The restaurant is beautiful — from the tall windows behind the bar on one side to the large open kitchen on the other. The bar and dining areas were designed by The Johnson Studio at Cooper Carry, an architectural firm out of Atlanta, Georgia.

My sister, Kathy Mcallen, and I had a reservation for opening night October 22nd, so we tried quite a few things on the menu. And, man oh man, the food is wonderful.

I thought Kristian Hatfield, who was wearing a jacket and necktie, was a manager. But he was a server. That’s what they wear. It sets a nice tone. And Hatfield was great. He explained the menu and took care of our table.

Nate Henssler, who is managing partner as well as executive chef, stopped by the table and discussed menu items. According to the release, he was “recruited to Memphis last fall by Carlisle Restaurant Group after two decades of leading kitchens in Chicago and Las Vegas. Amelia Gene’s welcomes a contemporary, globally inspired palate artfully designed to impress.”

The foie gras macaron, one of the “Proper Bites,” was incredible. I could have eaten a dozen of them. In fact, I also could have kept eating the sourdough bread with cardamom honey butter, hummus, and house-made pickles, one of the first things to arrive at the table.

I loved the blackberry oysters with cauliflower soubis, pickled cucumber, and bay leaf. And I loved the “Kaluga Caviar Beignet” with sweet onion cream and Arkansas black apple. I could have eaten a dozen of those, too.

My delicious “starter” was the Wagyu steak tartare with perilla oil, potato latke, and truffled green almond.

Wagyu steak tartare at Amelia Gene’s (Credit: Michael Donahue)

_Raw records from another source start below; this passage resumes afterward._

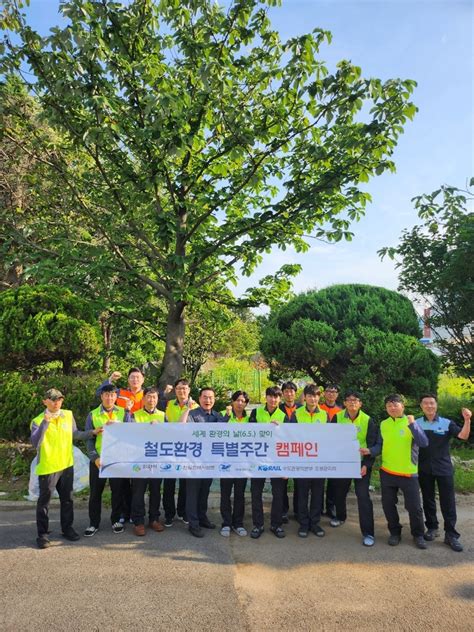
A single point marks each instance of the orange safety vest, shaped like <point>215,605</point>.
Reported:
<point>123,395</point>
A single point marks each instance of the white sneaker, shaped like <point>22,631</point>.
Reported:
<point>90,531</point>
<point>240,531</point>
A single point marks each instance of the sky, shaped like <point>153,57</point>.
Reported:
<point>425,40</point>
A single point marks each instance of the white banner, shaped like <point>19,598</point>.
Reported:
<point>231,450</point>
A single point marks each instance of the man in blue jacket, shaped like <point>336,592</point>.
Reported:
<point>435,468</point>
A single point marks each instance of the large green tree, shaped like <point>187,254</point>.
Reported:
<point>190,140</point>
<point>435,262</point>
<point>359,336</point>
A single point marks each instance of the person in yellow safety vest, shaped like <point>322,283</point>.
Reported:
<point>288,406</point>
<point>399,441</point>
<point>270,413</point>
<point>174,410</point>
<point>151,415</point>
<point>106,413</point>
<point>330,395</point>
<point>234,520</point>
<point>367,435</point>
<point>52,434</point>
<point>309,517</point>
<point>131,399</point>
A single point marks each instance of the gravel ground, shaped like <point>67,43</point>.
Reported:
<point>170,580</point>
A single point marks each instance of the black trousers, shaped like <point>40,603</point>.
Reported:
<point>97,486</point>
<point>278,490</point>
<point>390,485</point>
<point>330,497</point>
<point>364,502</point>
<point>447,501</point>
<point>126,494</point>
<point>139,487</point>
<point>233,518</point>
<point>286,500</point>
<point>169,504</point>
<point>309,517</point>
<point>197,493</point>
<point>61,481</point>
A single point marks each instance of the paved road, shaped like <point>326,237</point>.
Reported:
<point>171,581</point>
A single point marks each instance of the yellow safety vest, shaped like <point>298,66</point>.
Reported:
<point>55,451</point>
<point>100,417</point>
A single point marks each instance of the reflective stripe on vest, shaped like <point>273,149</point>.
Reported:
<point>234,419</point>
<point>264,417</point>
<point>55,451</point>
<point>100,417</point>
<point>123,395</point>
<point>142,416</point>
<point>361,422</point>
<point>174,410</point>
<point>331,410</point>
<point>303,416</point>
<point>399,451</point>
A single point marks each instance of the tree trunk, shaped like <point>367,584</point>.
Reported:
<point>173,359</point>
<point>67,366</point>
<point>106,327</point>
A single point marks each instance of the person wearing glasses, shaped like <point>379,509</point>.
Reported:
<point>233,520</point>
<point>367,434</point>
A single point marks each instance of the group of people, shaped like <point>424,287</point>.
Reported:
<point>414,455</point>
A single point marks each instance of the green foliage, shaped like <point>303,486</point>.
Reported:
<point>173,123</point>
<point>42,324</point>
<point>231,374</point>
<point>358,336</point>
<point>435,262</point>
<point>22,397</point>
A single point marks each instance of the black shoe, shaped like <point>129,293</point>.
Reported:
<point>43,542</point>
<point>431,534</point>
<point>278,531</point>
<point>71,535</point>
<point>196,532</point>
<point>453,543</point>
<point>420,542</point>
<point>319,531</point>
<point>256,532</point>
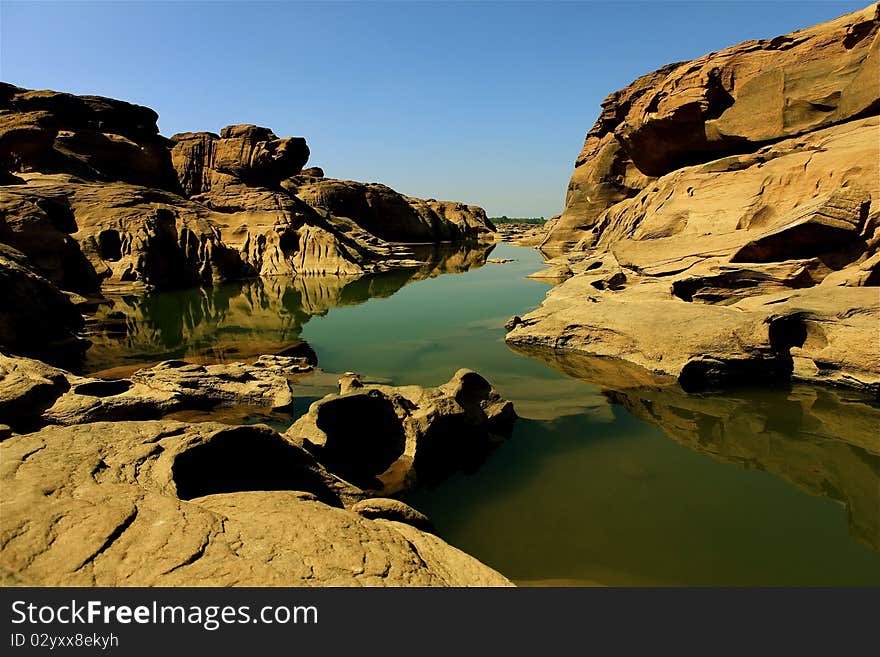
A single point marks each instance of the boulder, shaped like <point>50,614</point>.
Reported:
<point>387,508</point>
<point>732,101</point>
<point>171,504</point>
<point>33,394</point>
<point>388,439</point>
<point>90,136</point>
<point>36,318</point>
<point>389,215</point>
<point>248,154</point>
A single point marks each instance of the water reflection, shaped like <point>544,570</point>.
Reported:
<point>239,320</point>
<point>822,440</point>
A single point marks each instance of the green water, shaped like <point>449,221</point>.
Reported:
<point>606,479</point>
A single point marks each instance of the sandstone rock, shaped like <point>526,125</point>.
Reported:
<point>33,394</point>
<point>828,445</point>
<point>390,509</point>
<point>248,153</point>
<point>732,101</point>
<point>387,439</point>
<point>730,231</point>
<point>90,136</point>
<point>36,318</point>
<point>163,503</point>
<point>92,195</point>
<point>244,321</point>
<point>264,383</point>
<point>389,215</point>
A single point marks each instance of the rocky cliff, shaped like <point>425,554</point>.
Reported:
<point>723,220</point>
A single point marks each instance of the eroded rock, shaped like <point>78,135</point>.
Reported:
<point>33,394</point>
<point>728,233</point>
<point>165,503</point>
<point>388,439</point>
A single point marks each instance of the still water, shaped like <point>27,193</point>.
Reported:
<point>609,478</point>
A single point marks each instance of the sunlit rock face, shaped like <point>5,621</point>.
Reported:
<point>95,200</point>
<point>821,439</point>
<point>245,319</point>
<point>387,439</point>
<point>723,221</point>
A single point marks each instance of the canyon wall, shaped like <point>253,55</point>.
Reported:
<point>723,220</point>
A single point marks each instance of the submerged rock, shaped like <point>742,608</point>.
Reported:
<point>36,318</point>
<point>94,197</point>
<point>171,504</point>
<point>822,440</point>
<point>388,438</point>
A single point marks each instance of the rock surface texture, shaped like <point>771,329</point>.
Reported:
<point>33,394</point>
<point>93,197</point>
<point>143,502</point>
<point>171,504</point>
<point>723,221</point>
<point>388,439</point>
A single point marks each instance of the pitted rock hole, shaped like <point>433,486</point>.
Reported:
<point>247,459</point>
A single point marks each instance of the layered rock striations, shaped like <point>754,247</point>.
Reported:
<point>723,221</point>
<point>172,504</point>
<point>94,198</point>
<point>139,500</point>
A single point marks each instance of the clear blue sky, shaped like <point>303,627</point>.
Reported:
<point>486,103</point>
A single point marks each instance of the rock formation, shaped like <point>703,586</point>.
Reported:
<point>723,221</point>
<point>93,198</point>
<point>36,318</point>
<point>33,394</point>
<point>389,215</point>
<point>171,504</point>
<point>91,502</point>
<point>387,438</point>
<point>827,445</point>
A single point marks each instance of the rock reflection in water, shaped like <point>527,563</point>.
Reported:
<point>241,320</point>
<point>823,440</point>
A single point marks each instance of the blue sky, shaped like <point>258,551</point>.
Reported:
<point>484,102</point>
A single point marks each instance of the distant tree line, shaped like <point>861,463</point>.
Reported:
<point>504,219</point>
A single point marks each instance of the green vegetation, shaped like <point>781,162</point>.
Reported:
<point>504,219</point>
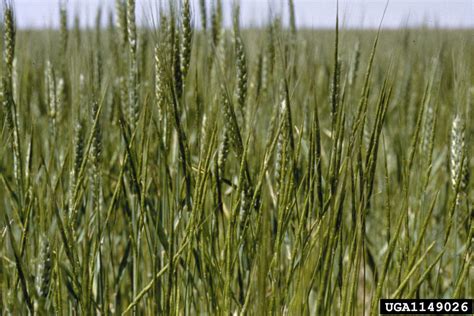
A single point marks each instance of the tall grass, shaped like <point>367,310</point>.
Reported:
<point>183,170</point>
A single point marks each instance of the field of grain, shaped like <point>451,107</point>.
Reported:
<point>187,169</point>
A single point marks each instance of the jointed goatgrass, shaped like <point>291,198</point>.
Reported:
<point>199,171</point>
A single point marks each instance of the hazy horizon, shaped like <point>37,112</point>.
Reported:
<point>309,14</point>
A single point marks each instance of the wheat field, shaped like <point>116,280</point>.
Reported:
<point>183,169</point>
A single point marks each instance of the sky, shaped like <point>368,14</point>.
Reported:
<point>309,13</point>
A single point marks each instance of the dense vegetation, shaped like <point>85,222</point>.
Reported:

I will definitely return and make a meal out of just the bucatini with saffron, piquillo, and white tomato. This is one of the “Pasta” course items.

Bucatini at Amelia Gene’s (Credit: Michael Donahue)

My sister had the tasty Massachusetts black sea bass with red cabbage and a caraway jus as her dinner item. I had a tough time trying to figure out what I wanted. The descriptions were mouth-watering. The big eye tuna with  foie gras, beetroot, caponata, and fig reduction sounds so good. I was tempted to order some fig reduction on the side of my order, which was a delicious 22-ounce dry-aged prime New York Strip with beef fat popovers and sauce au poivre. Those popovers, which topped the steak, are must tries.

Massachusetts black sea bass at Amelia Gene’s (Credit: Michael Donahue)
New York strip with beef fat popovers at Amelia Gene’s (Credit: Michael Donahue)

After talking with chef Henssler, on my next visit I’m going to order the duck with kumquat, butternut squash, endive, and natural sauce.

For dessert, I got Amelia Gene’s ice cream sundae with hot fudge, butterscotch, whipped cream, chocolate bark, and a cherry. And my sister got the salted caramel creme brûlée with cherry sauce and whipped white chocolate. It was the biggest creme brûlée I’ve ever seen. It was about the size of a medium-sized pie.

Ice cream sundae at Amelia Gene’s (Credit: Michael Donahue)
Creme Brulee at Amelia Gene’s (Credit: Michael Donahue)

Amelia Gene’s is wonderful. It’s a great addition to downtown. And writing this in between a bowl of oatmeal for breakfast and a peanut butter sandwich for lunch is torture. I want the duck and some foie gras macarons right now. But Amelia Gene’s is only open for dinner Wednesday through Sunday.

And I want some fig reduction to go with everything.